Asia – Pacific: Cost of saving air NZ to rise Terry Hall

The financial costs to New Zealand’s government of saving the flag carrier airline from collapse are expected to continue into the new financial year.

Papers released under the Official Information Act yesterday suggest Air New Zealand will need a further NZ Dollars 670m (Pounds 204m), on top of the NZ Dollars 1.04bn committed last year when the government was forced to take an 83 per cent stake.

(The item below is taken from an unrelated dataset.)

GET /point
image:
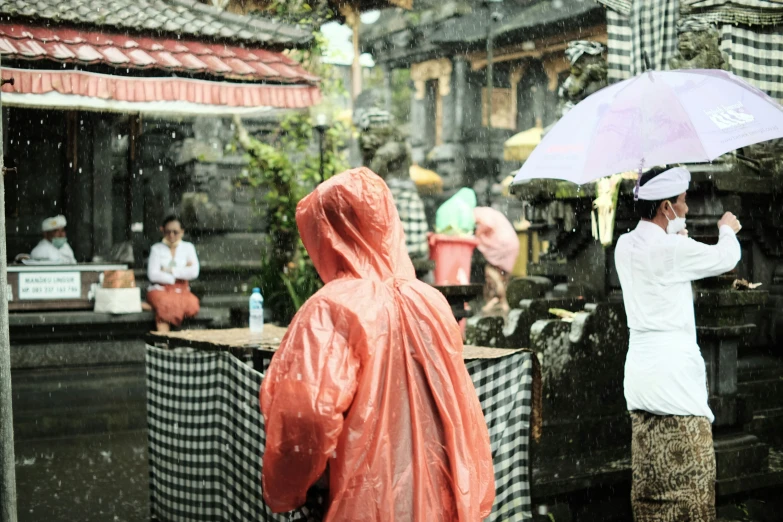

Economists say these are big numbers for a country with a total revenue base of NZ Dollars 37bn, despite the country’s strong growth. Craig Ebert, a BNZ economist, said he still forecast a budget surplus of between NZ Dollars 1bn to NZ Dollars 1.6bn this year despite the government’s investment of NZ Dollars 1bn in Air New Zealand in the year to March.

Glenn Phillips, a Treasury official, said the costs of the rescue had been funded through the government’s borrowing programme.

Analysts say it is far from clear how much extra money the government will need to find as much will depend on the airline’s success in selling assets, including its valuable New Zealand skifields, an Australian travel bureau and possibly its engineering business. Air New Zealand was not available to discuss the matter.

Last month Ralph Norris, the new chief executive, said the company might seek to raise NZ Dollars 200m through a rights issue before August.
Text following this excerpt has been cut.